Généralement les joueurs PC et consoles n'aiment pas les jeux mobiles pour plusieurs raisons, outre les commandes tactiles qui ont de nombreuses limites, les modèles économiques abusifs ainsi que les fuites de données sont la norme. Mais rien ne force ces joueurs à mettre la main sur chaque itération et spin-off d'une licence, pas même Diablo. Si comme moi, vous n'aimez pas les jeux mobiles, rien ne vous forcera à jouer à Diablo Immortal. L'histoire n'est clairement pas le point fort de Diablo, et vu que la période choisie pour l'histoire n'est clairement pas la plus intéressante, il y a peu de chances que vous ratiez grand chose. Pour mémoire, l'histoire de Diablo Immortal se déroulera 5 ans après la fin de Diablo 2: Lord of Destruction, et avant Diablo 3. Autant dire que nous savons qui va survivre (du moins jusqu'à l'Acte I), et que l'impact de nos actions sera limité. Il ne fait aucun doute que nous allons sauver Sanctuaire de la destruction de nombreuses fois, mais cela mènera simplement aux événements de Diablo 3.
Un autre point important, et même le plus important dirais-je, est que pour le moment nous ignorons si le jeu sera bon ou non. Il est injuste de le condamner uniquement parce qu'il est sur une plateforme que vous n'aimez pas, même si je partage la même frustration. Il faudra juger Diablo Immortal à sa sortie, et voir si Blizzard a effectivement fait le nécessaire pour en faire un excellent jeu. Ceci étant dit, il a plusieurs obstacles à surmonter en plus des commandes, la direction artistique fade est similaire à celle de Diablo 3 en plus pauvre et probablement en version censurée (Chine oblige, pas de gore et de grosses limitations en tous genres), ce qui n'est certes pas encourageant, puisque c'est une des principales critiques faites au jeu. Mais il est tout à fait possible que ce soit tout de même un excellent jeu mobile. Les trailers ont montré quelques idées intéressantes, comme les combats verticaux, ceux sur des radeaux, ou des combinaisons de techniques qui dépassent les choses génériques vues trop souvent comme la nova électrique. Ils ont clairement l'air de chercher de bons concepts, qui pourront même être réutilisés dans un prochain titre.

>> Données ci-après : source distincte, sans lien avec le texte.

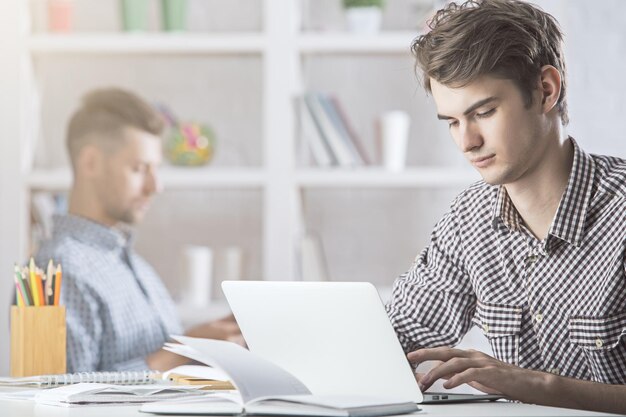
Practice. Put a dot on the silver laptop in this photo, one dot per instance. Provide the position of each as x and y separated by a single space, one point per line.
333 336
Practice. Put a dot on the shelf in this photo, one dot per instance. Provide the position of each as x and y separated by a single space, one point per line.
344 42
166 43
206 43
378 177
171 178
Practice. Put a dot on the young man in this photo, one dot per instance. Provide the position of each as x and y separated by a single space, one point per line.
535 253
119 314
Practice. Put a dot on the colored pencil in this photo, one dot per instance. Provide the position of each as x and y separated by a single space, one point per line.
18 294
57 285
33 282
48 289
40 286
23 283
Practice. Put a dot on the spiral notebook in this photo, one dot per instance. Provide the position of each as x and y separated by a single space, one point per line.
114 378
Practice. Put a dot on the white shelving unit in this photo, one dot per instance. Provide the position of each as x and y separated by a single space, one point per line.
282 50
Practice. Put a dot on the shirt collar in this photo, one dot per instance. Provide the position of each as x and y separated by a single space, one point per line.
569 221
90 232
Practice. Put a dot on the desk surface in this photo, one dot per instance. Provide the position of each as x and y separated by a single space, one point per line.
15 408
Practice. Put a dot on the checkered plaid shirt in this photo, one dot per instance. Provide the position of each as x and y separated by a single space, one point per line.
118 310
557 305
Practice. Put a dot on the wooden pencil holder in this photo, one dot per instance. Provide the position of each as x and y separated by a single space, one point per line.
38 340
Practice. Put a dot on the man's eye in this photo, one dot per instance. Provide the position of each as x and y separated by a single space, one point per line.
485 114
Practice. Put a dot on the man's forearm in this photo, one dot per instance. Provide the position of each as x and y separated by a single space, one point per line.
162 360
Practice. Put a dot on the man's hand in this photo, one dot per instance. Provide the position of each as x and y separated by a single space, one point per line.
476 369
223 329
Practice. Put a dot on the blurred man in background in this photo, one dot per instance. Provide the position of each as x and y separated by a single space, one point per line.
119 314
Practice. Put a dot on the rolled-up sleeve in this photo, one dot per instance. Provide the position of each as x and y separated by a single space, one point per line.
433 303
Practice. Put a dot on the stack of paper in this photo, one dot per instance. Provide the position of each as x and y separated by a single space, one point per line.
264 388
93 393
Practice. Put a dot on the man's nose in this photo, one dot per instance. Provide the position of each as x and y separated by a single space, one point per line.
470 137
153 183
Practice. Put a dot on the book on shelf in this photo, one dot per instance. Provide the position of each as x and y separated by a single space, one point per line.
353 138
311 138
264 388
330 137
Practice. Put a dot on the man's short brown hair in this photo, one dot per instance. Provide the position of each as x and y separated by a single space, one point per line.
508 39
103 116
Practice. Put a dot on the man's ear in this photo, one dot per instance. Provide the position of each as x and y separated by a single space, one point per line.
89 161
550 87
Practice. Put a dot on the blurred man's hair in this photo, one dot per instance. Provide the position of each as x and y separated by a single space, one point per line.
508 39
103 116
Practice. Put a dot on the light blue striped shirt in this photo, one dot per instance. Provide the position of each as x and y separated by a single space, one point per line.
118 310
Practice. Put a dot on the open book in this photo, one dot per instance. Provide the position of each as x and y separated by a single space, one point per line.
264 388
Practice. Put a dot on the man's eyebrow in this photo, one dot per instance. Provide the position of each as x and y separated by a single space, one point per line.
470 108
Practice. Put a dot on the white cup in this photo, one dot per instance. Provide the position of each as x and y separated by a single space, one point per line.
394 128
198 270
233 263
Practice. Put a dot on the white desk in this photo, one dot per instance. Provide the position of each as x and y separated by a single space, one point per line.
11 408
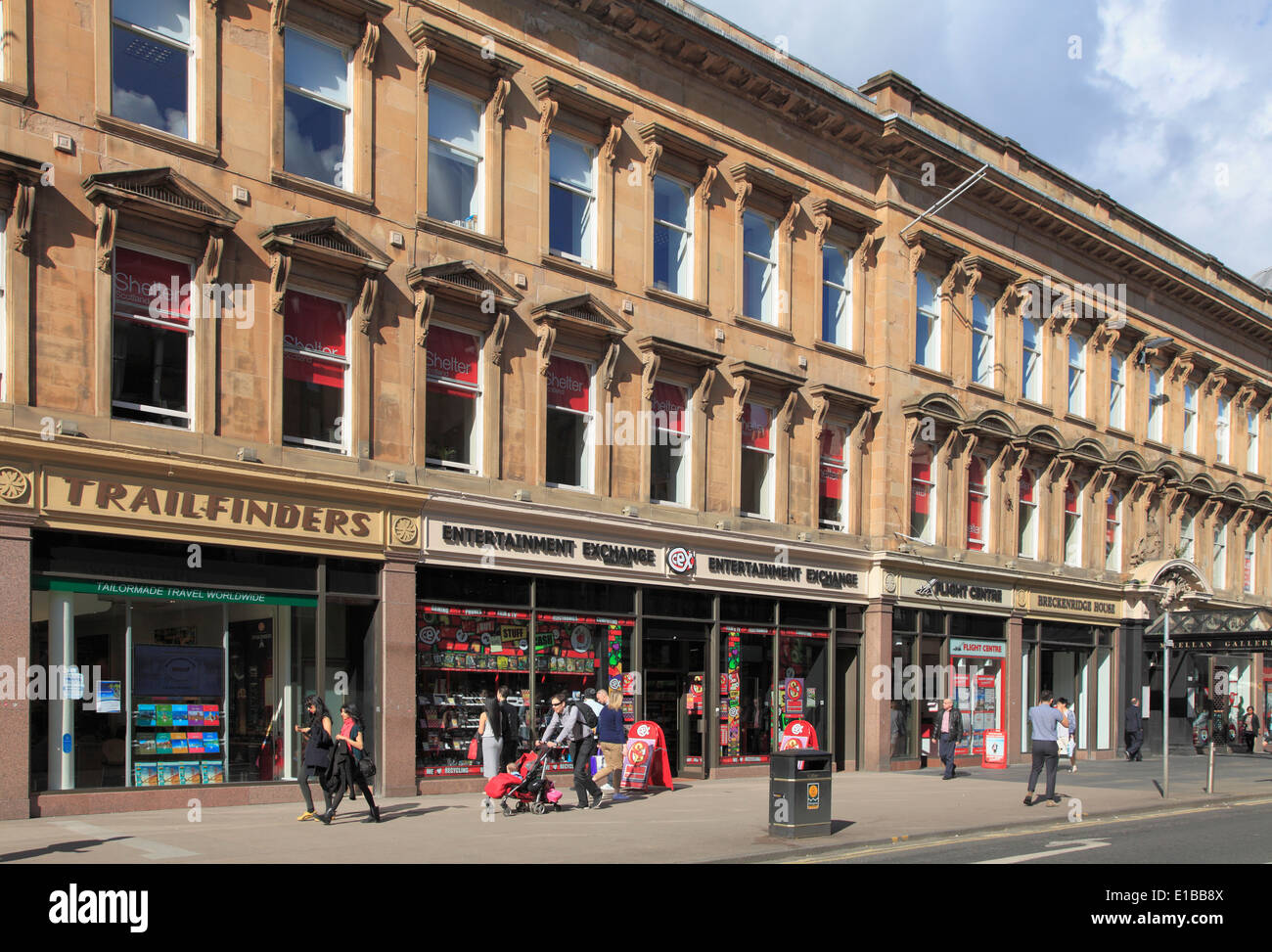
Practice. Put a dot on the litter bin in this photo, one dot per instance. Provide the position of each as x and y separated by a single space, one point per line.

Au final, ce qui sera le véritable "test" de Diablo Immortal sera son modèle économique, dont les développeurs ont spécifiquement refusé de parler pour le moment lorsque nous leur avons posé la question, et c'est ici qu'Activision fait très peur. Si c'est du P2W (pay to win) comme les autres jeux de NeatEase Games, il aura totalement mérité toute la haine et le mépris qu'il a déjà récolté, et bien plus encore. À l'inverse, s'il embrasse un modèle économique sain et équilibré, par exemple F2P (free to play) avec une boutique de cosmétiques, tout en offrant une expérience Diablo honnête (à défaut d'être optimale) comme la version chinoise de Diablo 3, je ne vois pas le mal qu'il y aura à l'accepter à bras ouverts dans la lignée Diablo. Il pourrait même motiver le studio à s'occuper un peu mieux de la licence.
C'est donc un jeu à surveiller du coin de l'œil, du moins pour ceux qui aiment jouer sur smartphone, et nous ne manquerons pas de le tester à sa sortie afin de déterminer ce qu'il donne au final, et juger de la difficulté de la transition pour un PCiste.